La alegría de Jesús


La alegría de Jesús no había nacido,

como en otras ocasiones,

en la soledad de la noche junto al Padre.

Ni era el punto final de largas reflexiones

meditando a los profetas

con los gritos del pueblo preguntándole en el alma.

La alegría le llegaba hoy desde la calle,

desde sus discípulos que narraban la misión,

de la fuerza del Reino

a través de su anuncio de incipientes oradores

de pobre gramática y toscos ademanes.

El Reino atravesaba a los ignorantes

y encendía sus vidas de pequeño candil

con las mechas apagadas.

Pero el Padre escondía el misterio a los entendidos,

tan seguros de sí mismos y con sus caminos roturados

para la llegada del Mesías.

El Reino no cabía en los atrios del templo,

ni podía sujetarse a las leyes minuciosas

de mosquitos colados

ni a las fuerzas entrenadas en la clandestinidad de los celotes.

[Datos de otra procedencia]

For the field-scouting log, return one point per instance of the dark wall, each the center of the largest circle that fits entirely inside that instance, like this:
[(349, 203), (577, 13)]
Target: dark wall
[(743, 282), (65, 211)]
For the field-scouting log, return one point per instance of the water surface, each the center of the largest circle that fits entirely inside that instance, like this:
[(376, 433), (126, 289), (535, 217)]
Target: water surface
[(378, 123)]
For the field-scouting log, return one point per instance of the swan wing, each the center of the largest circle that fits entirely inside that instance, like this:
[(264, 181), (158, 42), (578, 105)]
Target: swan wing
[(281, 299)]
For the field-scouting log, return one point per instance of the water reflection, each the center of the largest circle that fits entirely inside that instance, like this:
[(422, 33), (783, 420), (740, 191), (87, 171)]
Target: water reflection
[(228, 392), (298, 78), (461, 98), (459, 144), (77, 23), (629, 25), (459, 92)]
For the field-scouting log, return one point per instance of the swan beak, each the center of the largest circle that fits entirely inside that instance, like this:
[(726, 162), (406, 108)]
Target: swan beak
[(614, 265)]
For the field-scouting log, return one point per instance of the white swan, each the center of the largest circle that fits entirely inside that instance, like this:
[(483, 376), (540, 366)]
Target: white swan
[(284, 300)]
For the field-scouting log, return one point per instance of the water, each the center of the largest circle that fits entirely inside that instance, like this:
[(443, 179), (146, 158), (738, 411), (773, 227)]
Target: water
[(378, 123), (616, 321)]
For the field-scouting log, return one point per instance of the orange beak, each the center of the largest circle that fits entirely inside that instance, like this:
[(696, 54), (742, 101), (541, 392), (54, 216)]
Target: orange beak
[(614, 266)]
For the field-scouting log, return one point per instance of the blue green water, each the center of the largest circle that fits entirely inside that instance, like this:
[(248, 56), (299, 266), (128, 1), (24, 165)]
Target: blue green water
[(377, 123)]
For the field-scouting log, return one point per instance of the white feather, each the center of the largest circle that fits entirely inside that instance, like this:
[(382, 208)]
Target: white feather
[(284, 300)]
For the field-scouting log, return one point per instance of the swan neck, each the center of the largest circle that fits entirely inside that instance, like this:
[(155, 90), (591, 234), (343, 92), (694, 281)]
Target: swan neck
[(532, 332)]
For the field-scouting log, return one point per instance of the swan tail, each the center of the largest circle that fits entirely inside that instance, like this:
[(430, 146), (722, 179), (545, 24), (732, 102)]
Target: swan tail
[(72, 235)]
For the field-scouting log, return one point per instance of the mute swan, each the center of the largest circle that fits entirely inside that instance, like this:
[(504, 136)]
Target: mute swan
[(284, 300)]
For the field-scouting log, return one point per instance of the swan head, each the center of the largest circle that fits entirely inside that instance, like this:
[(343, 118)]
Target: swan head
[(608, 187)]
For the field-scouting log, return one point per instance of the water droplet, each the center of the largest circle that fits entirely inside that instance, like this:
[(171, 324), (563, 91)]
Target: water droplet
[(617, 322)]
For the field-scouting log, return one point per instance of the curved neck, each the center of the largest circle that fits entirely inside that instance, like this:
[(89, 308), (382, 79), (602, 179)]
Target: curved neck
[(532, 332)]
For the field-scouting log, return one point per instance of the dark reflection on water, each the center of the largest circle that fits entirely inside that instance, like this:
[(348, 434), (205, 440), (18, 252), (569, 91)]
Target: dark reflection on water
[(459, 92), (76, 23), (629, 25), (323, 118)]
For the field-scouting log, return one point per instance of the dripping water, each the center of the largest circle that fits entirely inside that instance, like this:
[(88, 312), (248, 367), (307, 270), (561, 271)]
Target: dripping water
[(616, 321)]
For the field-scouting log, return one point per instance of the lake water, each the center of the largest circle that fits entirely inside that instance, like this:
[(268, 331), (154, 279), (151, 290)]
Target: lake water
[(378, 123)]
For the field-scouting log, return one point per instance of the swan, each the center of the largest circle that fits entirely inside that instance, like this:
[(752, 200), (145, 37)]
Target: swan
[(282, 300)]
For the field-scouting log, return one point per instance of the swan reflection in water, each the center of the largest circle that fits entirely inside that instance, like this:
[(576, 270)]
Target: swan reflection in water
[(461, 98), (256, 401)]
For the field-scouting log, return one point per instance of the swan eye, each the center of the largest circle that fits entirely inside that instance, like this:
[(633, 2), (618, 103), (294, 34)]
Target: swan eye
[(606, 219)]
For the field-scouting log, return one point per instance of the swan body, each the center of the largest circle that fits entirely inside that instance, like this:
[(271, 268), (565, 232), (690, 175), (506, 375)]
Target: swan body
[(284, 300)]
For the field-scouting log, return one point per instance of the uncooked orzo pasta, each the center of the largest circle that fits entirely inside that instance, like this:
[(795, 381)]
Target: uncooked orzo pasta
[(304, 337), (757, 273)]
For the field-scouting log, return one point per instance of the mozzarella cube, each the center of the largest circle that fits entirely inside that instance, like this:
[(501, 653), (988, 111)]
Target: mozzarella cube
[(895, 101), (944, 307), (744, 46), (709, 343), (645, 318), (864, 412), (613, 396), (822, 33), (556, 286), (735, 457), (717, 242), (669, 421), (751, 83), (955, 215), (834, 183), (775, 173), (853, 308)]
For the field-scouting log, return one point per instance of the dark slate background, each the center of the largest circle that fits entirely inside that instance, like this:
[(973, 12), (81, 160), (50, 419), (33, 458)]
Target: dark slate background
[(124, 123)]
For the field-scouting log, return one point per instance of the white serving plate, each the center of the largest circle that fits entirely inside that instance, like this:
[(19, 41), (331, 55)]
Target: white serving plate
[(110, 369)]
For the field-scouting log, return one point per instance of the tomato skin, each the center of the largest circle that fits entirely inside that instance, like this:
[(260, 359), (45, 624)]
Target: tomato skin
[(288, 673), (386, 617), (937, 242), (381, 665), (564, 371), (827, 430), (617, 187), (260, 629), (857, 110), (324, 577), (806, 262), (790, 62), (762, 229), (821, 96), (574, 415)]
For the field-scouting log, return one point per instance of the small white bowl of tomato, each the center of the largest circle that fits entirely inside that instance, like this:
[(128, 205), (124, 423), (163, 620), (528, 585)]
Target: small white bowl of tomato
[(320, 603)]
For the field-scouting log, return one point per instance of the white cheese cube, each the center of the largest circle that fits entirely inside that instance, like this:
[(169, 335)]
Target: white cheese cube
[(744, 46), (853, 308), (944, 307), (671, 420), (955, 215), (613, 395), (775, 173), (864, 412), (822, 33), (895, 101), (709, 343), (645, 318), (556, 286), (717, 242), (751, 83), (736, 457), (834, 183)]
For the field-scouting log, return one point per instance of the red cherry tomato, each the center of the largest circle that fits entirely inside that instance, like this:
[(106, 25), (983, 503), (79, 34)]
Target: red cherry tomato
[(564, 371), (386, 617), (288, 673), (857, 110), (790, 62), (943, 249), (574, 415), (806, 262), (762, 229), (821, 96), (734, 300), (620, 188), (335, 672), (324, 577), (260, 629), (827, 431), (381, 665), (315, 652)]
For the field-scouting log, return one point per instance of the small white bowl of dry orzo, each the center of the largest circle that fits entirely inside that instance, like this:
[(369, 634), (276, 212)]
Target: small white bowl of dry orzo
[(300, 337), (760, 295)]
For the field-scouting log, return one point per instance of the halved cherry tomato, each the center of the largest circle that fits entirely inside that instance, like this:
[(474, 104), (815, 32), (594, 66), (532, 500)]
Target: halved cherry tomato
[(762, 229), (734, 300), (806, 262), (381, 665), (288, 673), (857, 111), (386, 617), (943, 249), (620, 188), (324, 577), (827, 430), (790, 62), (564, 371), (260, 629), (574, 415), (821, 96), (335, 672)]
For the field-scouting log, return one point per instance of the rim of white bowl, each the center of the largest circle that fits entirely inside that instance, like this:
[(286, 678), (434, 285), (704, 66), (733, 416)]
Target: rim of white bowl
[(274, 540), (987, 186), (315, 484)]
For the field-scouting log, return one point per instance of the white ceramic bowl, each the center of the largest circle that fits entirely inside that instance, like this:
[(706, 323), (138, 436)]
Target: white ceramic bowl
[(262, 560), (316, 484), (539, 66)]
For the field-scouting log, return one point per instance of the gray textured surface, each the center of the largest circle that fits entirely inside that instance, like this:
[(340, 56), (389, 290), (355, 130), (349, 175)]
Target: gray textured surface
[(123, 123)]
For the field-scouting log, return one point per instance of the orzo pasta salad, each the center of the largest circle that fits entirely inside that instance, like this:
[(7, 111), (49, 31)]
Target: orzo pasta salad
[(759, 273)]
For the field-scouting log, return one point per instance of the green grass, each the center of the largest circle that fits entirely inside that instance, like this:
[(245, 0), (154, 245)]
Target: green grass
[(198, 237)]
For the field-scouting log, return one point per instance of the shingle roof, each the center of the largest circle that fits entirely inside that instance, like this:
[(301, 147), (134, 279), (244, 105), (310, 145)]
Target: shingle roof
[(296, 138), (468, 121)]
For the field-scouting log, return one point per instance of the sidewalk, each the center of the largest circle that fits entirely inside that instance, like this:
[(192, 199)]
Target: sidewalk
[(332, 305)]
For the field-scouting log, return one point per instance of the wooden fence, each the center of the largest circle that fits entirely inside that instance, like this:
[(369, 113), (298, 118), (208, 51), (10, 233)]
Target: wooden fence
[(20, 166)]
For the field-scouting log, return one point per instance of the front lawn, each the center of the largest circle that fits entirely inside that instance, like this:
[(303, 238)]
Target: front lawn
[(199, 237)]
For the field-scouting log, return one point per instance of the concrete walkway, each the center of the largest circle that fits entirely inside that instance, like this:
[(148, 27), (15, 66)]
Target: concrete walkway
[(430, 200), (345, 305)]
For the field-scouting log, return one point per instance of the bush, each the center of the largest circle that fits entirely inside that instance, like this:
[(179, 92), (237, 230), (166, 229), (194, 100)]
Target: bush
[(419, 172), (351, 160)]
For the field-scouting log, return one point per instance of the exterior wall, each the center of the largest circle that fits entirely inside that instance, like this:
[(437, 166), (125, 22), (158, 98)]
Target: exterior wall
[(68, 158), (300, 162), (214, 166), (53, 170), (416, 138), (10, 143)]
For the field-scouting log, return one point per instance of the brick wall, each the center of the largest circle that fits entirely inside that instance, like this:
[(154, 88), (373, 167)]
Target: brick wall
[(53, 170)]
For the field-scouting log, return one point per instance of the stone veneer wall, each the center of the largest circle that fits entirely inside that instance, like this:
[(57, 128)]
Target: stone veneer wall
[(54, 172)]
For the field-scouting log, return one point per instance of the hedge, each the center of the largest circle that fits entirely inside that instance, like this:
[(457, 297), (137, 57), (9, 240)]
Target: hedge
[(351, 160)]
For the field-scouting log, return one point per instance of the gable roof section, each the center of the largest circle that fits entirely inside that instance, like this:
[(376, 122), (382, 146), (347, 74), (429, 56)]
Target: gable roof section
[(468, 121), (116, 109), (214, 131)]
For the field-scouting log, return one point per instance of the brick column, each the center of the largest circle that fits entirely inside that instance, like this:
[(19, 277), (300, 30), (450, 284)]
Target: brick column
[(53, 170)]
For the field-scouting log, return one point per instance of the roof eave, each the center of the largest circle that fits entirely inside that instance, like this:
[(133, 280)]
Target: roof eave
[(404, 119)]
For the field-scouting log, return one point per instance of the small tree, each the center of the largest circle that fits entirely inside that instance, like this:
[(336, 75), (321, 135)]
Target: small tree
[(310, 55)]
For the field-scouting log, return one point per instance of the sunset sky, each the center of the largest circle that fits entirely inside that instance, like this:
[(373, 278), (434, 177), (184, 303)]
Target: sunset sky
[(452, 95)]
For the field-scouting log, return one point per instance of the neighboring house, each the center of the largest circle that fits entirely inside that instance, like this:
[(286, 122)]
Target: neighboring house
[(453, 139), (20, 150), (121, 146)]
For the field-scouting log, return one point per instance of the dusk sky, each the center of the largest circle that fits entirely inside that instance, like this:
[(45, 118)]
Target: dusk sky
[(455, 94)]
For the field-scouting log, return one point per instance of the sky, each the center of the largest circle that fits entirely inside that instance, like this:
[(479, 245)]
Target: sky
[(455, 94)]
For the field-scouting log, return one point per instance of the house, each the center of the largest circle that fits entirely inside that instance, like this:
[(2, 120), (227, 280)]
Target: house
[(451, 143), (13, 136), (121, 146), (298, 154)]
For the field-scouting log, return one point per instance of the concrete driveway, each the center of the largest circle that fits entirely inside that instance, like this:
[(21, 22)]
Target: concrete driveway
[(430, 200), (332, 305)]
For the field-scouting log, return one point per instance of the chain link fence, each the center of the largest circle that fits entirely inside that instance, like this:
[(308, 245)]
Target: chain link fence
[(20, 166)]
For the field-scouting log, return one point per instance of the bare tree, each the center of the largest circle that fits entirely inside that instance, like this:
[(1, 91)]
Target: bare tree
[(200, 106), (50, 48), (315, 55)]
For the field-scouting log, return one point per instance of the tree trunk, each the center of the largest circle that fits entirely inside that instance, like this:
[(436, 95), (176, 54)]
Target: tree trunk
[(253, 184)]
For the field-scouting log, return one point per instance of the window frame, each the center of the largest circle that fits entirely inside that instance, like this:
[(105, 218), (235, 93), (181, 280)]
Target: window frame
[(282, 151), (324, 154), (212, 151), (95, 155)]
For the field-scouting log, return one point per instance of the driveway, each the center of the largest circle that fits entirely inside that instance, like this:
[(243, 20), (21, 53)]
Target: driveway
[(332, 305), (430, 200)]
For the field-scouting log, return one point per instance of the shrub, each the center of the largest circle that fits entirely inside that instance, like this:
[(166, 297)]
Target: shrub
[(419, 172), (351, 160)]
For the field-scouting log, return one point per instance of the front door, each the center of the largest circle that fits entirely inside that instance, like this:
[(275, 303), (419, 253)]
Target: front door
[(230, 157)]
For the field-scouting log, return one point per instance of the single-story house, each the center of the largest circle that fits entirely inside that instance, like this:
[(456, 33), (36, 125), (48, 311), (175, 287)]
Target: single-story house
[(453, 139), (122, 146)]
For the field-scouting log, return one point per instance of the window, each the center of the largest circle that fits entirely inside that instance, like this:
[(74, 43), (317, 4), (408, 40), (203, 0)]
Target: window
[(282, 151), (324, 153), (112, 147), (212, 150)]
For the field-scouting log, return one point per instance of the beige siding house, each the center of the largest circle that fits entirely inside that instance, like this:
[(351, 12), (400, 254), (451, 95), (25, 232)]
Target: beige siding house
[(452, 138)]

No había espacio para el Reino donde el saber sobre Dios

se creía tan dueño del misterio

que ya lo tenía reducido a rito, piedra, humo,

denario, ley y espada.

Y brotó el Reino, bajo la sombra del Espíritu,

en el no saber virginal de los sencillos de la tierra.

Al contemplarlo Jesús,

se estremeció de alegría,

y en su risa se encuentran

los excluidos de este mundo.

Benjamín González Buelta, S.J.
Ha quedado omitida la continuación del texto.